03 Fetching files on an FTP server with ftplib

A great deal of on-line data resources reside on FTP servers. And while the urllib module will usually work with those servers, the ftplib module has some additional commands that allow us more control in listing and retrieving entire batches of files on these servers.

Here we explore how this is done. We'll look at an example where we want to [potentially] download all of EPA's StreamCat data stored here:

ftp://newftp.epa.gov/EPADataCommons/ORD/NHDPlusLandscapeAttributes/StreamCat/States

These data include a vast collection of attributes for National Hydrographic Data catchments. We will explore how we can instruct Python to download just Rhode Island data (again, because the files are small...) from the StreamCat ftp server. However, we'll design this notebook so that it can easily be tweaked to download any state.

The process for grapping data on a ftp server this way is a tad more involved than in previous examples. It requires the following steps:

  • Creating a link to the ftp server
  • Logging in to the server
  • Navigating to the remote folder where the files we want are stored
  • Creating a list of the files we want
    • (unless it's just one file and know its name...)
  • Iterating through this list and downloading each one individually

This last step has a few sub-steps, but we'll get to that below.


This link has some good description of the ftplib module:
http://www.pythonforbeginners.com/code-snippets-source-code/how-to-use-ftp-in-python

First, we'll do some boilerplate stuff. This includes importing the libraries (we'll need the os module too), setting some variables, and creating a place where our downloads will live.


In [ ]:
#import the modules
import os
import ftplib

In [ ]:
#Set variables for the address of the web server and the folder holding our data
ftpURL = "newftp.epa.gov"
ftpDirectory = "/EPADataCommons/ORD/NHDPlusLandscapeAttributes/StreamCat/States/"

In [ ]:
#Create the base output folder, if it doesn't exist
outFolder = "./StreamCat"
if not os.path.exists(outFolder): os.mkdir(outFolder)

In [ ]:
#Set the state as a variable, so it's easily changed
state = 'RI'

In [ ]:
#Make a subfolder for the state in the outFolder, to facilitate file management
stateFolder = outFolder + os.sep + state
if not os.path.exists(stateFolder): os.mkdir(stateFolder)

Now that we've defined the state and created some folder to hold the data, we'll finally dive into the ftplib module to access the server and grab our data

The first step is to log into the server. Most ftp servers are "anonymous ftp" servers meaning, they allow anyone to log in. However, proper etiquette dictates you login as "anonymous" and use your email so they have a record of who is accessing their data...
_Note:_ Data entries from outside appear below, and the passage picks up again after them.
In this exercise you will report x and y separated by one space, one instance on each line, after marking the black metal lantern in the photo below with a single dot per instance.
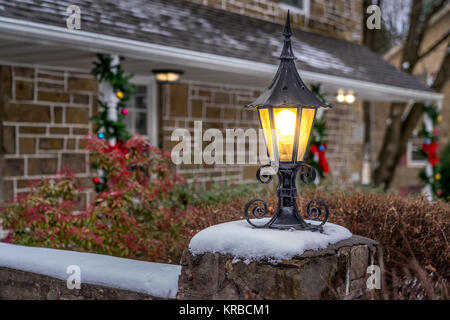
286 110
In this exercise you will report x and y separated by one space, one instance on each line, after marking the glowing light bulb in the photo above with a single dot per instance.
350 98
285 122
340 97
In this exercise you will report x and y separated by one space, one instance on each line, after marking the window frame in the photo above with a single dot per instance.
303 11
152 106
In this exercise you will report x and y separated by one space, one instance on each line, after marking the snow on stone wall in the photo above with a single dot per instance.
241 240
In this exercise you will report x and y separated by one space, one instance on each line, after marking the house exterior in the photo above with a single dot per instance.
228 52
406 177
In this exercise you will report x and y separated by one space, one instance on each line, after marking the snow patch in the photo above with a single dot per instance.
155 279
243 241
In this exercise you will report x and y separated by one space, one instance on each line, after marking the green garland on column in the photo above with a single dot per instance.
429 150
121 85
316 157
105 128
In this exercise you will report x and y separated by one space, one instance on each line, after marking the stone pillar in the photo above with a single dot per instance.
329 273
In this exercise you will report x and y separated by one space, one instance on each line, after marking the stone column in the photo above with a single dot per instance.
330 273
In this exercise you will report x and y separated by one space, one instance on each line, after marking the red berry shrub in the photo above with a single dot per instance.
130 218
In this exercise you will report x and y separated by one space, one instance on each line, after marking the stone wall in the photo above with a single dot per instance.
222 107
45 115
337 18
23 285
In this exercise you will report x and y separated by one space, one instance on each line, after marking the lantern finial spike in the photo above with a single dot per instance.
286 52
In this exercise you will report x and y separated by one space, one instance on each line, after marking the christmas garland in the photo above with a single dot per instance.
317 157
113 128
431 174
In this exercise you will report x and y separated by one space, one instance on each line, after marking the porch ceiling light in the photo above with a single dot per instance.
166 76
286 111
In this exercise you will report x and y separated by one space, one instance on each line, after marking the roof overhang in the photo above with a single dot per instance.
43 34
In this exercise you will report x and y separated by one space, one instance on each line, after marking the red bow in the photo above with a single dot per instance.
431 151
323 163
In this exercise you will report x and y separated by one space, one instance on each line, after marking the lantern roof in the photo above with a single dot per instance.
287 88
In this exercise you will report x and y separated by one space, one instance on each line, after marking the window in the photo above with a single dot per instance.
296 6
136 119
142 111
414 156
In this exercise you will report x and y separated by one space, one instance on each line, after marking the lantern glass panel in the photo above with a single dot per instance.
285 123
306 122
265 124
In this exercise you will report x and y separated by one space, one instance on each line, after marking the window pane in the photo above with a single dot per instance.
416 147
285 123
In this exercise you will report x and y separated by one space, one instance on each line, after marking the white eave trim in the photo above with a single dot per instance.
42 33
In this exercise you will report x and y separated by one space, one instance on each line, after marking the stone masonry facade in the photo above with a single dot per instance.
337 18
44 117
46 114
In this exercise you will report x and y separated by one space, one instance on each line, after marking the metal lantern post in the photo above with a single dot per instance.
286 111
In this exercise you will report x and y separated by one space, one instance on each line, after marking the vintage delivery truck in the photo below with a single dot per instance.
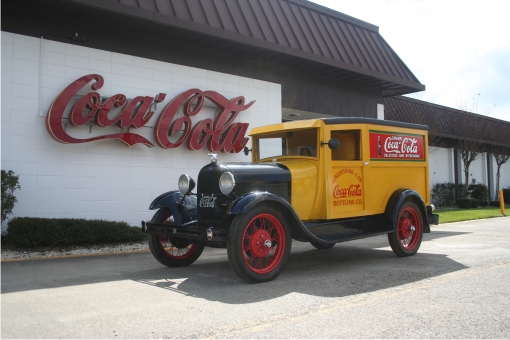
321 181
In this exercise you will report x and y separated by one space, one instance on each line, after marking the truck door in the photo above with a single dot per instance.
346 190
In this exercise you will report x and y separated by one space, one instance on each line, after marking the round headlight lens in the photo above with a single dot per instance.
186 184
227 183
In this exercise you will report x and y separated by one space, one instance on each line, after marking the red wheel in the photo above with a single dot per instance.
406 239
172 251
263 243
259 244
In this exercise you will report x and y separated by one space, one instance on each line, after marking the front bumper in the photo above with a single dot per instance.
188 231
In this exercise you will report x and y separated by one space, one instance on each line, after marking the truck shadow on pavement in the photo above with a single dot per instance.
347 269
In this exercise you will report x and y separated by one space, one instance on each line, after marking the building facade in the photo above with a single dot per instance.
92 89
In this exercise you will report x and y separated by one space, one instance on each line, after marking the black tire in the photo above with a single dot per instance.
408 234
322 246
259 245
171 251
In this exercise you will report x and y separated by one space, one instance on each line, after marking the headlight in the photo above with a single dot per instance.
186 184
227 183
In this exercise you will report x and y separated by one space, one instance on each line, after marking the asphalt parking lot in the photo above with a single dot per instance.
457 286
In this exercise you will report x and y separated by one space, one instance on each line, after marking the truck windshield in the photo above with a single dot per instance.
302 143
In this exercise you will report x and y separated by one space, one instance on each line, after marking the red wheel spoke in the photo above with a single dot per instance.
409 228
261 230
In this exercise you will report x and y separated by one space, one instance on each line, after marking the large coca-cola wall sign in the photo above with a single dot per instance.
220 134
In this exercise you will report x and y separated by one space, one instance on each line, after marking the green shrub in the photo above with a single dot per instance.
10 182
506 195
464 203
35 232
494 203
479 192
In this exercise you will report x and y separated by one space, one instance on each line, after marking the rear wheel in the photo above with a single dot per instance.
172 251
406 239
259 244
320 245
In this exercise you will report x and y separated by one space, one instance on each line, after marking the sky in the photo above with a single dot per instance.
459 49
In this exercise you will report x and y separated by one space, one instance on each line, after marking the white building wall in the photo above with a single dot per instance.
104 179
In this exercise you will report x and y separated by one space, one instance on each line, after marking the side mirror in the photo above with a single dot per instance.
333 143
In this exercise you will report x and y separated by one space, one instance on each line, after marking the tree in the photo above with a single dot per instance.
470 137
9 185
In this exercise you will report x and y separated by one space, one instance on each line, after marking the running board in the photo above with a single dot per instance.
355 235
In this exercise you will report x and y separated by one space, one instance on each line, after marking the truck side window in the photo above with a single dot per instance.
350 146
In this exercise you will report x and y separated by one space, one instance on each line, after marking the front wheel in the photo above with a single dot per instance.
406 239
172 251
259 244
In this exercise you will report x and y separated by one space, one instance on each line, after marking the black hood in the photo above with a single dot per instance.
270 177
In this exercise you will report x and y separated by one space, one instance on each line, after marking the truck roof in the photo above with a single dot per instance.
360 120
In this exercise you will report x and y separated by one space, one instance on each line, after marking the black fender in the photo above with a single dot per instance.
248 201
398 198
183 208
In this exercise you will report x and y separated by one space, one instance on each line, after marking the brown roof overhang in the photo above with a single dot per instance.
449 124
Below, we log into the EPA ftp server, creating an 'ftp' object which is our programmatic link to the server. Once we link to it, we log in. You should change "user@duke.edu" to your email address.


In [ ]:
ftp = ftplib.FTP(ftpURL)
ftp.login("anonymous","user@duke.edu")

Now that we are logged in, we can send ftp commands to get information if we want. For example, the welcome command returns a message the server admin wants you to see when you log into the server:


In [ ]:
print(ftp.welcome)

What we need to do is navigate to the folder holding the files we want, which we found by navigating the ftp server in a web browser - and stored in the ftpDirectory variable.

We get there using the ftp cwd (change working directory) command:


In [ ]:
ftp.cwd(ftpDirectory)

Now, let's get a list of the files in this file, done with the nlst command.


In [ ]:
files = ftp.nlst()
len(files) #Over 2000 files here!

In [ ]:
#Create a list of just Rhode Island files, that is one's that end in "_RI.zip"
RI_files = ftp.nlst("*_RI.zip")
len(RI_files) #49 files; that's better...
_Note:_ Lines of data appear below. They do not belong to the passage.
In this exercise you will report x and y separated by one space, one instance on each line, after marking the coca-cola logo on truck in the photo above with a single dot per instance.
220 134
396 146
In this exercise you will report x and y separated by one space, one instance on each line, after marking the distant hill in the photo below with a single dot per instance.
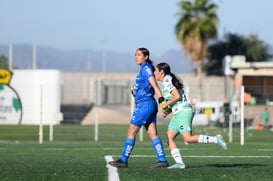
86 60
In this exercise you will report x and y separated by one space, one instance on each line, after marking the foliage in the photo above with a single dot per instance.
252 47
197 23
3 62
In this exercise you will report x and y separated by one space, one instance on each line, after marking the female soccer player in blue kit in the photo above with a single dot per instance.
145 111
182 115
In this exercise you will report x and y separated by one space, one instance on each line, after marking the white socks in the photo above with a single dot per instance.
207 139
177 156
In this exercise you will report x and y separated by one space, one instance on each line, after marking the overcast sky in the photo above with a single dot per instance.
120 25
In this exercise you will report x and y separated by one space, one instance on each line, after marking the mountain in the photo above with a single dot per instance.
86 60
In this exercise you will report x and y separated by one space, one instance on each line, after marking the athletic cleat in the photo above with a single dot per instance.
221 142
118 163
160 164
177 166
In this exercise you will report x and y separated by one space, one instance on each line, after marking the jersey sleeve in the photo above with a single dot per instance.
147 71
168 84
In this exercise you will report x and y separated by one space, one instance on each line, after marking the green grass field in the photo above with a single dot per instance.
74 155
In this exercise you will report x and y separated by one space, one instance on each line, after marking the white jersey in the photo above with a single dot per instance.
168 87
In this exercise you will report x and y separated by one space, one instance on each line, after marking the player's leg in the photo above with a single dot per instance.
175 152
128 147
187 118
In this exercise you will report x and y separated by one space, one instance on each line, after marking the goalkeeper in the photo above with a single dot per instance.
145 111
182 115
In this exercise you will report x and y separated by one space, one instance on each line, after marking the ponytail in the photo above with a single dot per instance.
167 70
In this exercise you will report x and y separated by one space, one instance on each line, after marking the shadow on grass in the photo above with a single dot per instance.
239 165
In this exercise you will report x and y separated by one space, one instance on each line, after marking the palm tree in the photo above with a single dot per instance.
197 24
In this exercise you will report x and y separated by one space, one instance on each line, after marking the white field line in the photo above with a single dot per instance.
112 171
198 156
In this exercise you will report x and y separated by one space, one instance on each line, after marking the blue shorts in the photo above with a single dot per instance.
145 113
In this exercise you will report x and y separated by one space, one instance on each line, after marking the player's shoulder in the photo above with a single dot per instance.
167 79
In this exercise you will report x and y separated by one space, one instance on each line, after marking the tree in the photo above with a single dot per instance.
3 62
251 47
197 24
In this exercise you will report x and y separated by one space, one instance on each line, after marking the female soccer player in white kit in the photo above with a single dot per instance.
182 115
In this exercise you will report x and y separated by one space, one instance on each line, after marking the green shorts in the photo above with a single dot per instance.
181 122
Now that we have a list of files, we could write a loop that iterates through each of this. However, for simplicity, let's just grab the first file in the list and download that.


In [ ]:
#First, let's get the file we want to download. We'll just get the first item in the list
f = RI_files[0] 
print(f)

This is where the ftp module is much less intuitive. The ftp.retbinary command initiates the download of a binary file, but it requires a "callback function", which is an action telling the ftp module what to do with this stream of downloaded information. For our callback function, we'll be writing the binary contents to a file.
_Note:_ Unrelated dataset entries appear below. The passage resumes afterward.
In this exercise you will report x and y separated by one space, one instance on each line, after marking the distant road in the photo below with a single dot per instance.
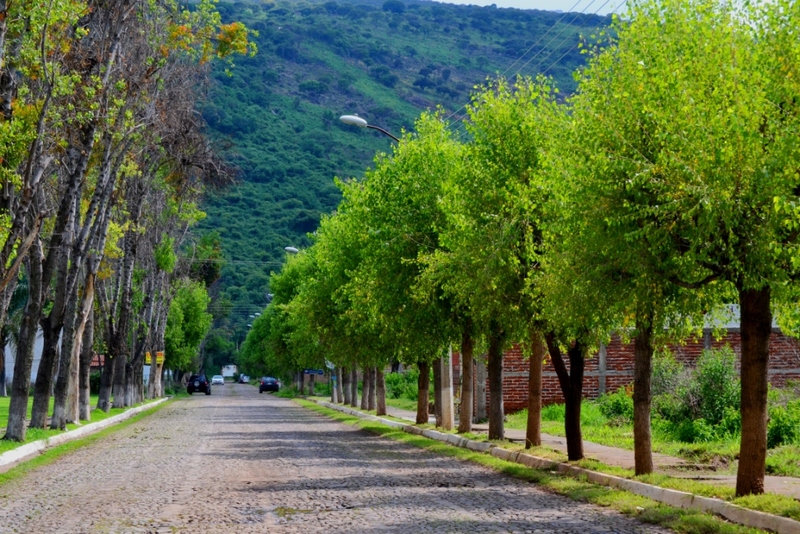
239 461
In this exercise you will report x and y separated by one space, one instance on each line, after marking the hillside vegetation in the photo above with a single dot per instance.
276 116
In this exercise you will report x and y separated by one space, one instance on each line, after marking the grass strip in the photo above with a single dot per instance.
642 508
49 456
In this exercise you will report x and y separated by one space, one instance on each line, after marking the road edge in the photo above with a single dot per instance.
678 499
20 454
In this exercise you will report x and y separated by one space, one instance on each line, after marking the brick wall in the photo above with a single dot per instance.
612 367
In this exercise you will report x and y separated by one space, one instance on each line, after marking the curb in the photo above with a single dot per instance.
15 455
678 499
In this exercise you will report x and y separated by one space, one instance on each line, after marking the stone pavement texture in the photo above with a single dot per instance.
241 462
678 467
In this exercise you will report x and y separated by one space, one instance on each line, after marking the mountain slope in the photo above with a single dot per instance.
277 115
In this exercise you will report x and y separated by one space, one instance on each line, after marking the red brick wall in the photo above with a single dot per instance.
784 365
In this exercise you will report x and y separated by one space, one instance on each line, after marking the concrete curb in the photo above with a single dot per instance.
16 455
678 499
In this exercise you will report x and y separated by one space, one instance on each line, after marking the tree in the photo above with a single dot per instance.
689 124
493 205
188 323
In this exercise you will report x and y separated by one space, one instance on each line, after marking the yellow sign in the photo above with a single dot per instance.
159 358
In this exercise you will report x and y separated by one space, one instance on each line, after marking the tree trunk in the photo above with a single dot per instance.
437 391
755 328
571 383
346 386
340 386
642 397
3 367
533 433
20 386
106 384
380 392
423 385
495 369
467 363
87 353
74 321
371 403
365 389
354 386
44 377
480 390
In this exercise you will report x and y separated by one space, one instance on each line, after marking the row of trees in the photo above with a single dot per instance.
102 162
665 188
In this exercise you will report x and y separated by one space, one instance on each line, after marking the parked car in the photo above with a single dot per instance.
198 383
268 384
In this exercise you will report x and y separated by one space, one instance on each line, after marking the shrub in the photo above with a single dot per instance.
667 373
717 384
553 412
617 406
402 385
697 431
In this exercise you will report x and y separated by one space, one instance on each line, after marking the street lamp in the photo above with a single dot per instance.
355 120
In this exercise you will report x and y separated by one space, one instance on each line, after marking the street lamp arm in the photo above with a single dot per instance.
384 132
355 120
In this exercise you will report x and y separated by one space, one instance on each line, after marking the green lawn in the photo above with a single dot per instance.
722 454
35 434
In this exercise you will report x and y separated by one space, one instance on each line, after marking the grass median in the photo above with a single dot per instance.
36 434
48 456
643 509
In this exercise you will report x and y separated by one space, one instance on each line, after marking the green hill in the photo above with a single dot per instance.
277 115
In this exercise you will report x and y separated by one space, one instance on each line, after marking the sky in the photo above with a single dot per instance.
586 6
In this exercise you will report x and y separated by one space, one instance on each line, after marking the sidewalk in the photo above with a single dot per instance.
788 486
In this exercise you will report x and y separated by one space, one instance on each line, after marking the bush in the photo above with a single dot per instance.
717 384
617 406
553 412
667 374
784 425
402 385
697 431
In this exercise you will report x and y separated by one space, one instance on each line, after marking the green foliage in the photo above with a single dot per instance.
165 255
717 385
207 259
188 323
667 373
617 406
349 57
784 425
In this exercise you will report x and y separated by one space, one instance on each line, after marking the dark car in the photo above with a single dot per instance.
198 383
268 384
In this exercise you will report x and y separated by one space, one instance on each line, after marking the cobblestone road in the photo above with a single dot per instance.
241 462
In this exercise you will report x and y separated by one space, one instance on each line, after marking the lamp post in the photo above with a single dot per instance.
355 120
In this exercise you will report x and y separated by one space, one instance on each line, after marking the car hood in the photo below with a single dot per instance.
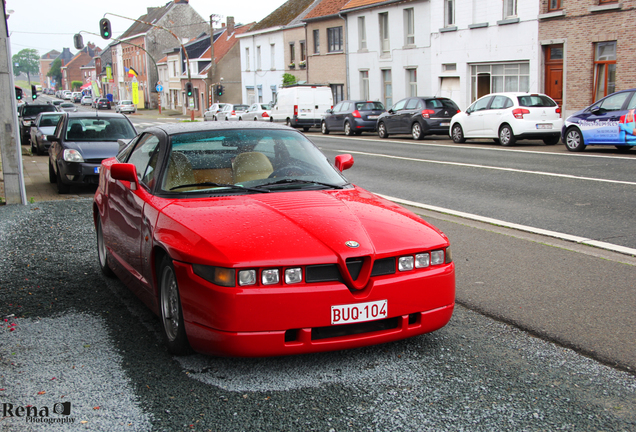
94 149
292 228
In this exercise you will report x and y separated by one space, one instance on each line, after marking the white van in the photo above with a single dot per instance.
302 106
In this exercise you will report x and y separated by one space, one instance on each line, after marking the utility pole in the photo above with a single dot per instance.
10 148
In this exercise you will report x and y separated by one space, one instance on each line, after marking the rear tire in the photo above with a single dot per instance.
348 131
171 313
506 136
102 252
457 133
574 140
382 133
416 131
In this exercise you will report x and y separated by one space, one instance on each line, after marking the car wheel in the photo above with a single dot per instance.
348 131
382 133
416 131
171 312
62 188
52 176
102 253
458 134
574 140
506 136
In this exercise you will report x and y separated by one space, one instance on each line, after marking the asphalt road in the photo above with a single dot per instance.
86 340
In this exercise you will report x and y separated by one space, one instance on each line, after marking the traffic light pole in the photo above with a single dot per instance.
10 148
175 36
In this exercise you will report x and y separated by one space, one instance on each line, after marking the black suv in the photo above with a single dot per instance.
27 113
418 116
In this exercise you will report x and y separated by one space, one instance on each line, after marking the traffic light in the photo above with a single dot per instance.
78 41
104 28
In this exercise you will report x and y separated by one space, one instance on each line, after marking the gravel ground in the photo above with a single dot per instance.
78 337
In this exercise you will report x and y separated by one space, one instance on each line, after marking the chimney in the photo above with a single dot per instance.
230 26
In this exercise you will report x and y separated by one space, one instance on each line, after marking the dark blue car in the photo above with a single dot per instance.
609 121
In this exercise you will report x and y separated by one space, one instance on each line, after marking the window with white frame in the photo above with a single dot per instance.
449 13
364 85
272 54
411 79
316 41
409 27
385 44
510 8
362 33
387 88
334 39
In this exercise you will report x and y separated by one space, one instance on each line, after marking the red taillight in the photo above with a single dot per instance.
519 112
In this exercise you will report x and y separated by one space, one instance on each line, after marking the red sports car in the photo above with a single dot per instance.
246 241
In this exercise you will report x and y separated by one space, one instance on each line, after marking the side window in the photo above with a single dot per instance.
412 103
400 105
144 157
614 102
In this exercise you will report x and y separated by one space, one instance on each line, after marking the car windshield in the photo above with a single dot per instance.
239 160
535 101
98 129
369 106
33 110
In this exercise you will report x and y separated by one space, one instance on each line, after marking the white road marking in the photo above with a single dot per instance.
491 168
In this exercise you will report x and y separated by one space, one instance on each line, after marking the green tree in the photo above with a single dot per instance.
27 61
288 79
55 72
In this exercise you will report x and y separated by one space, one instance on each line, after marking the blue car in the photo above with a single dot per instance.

Don't worry too much about this syntax; just don't modify it (other than perhaps the output filename) and you'll be fine.


In [ ]:
#First we need to create a filename to which the remote contents will be written
outFilename = stateFolder + os.sep + f
print (outFilename)

In [ ]:
#Ok, here's the command that actually grabs the file and writes it locally
ftp.retrbinary("RETR " + f,open(outFilename,'wb').write)

In [ ]:
#Did it work?
os.listdir(stateFolder)

In [ ]:
#Close the ftp connection
ftp.close()

So what would it take to download the same file for, say, North Carolina? Not much!

How would you tweak this script to grab all the RI files?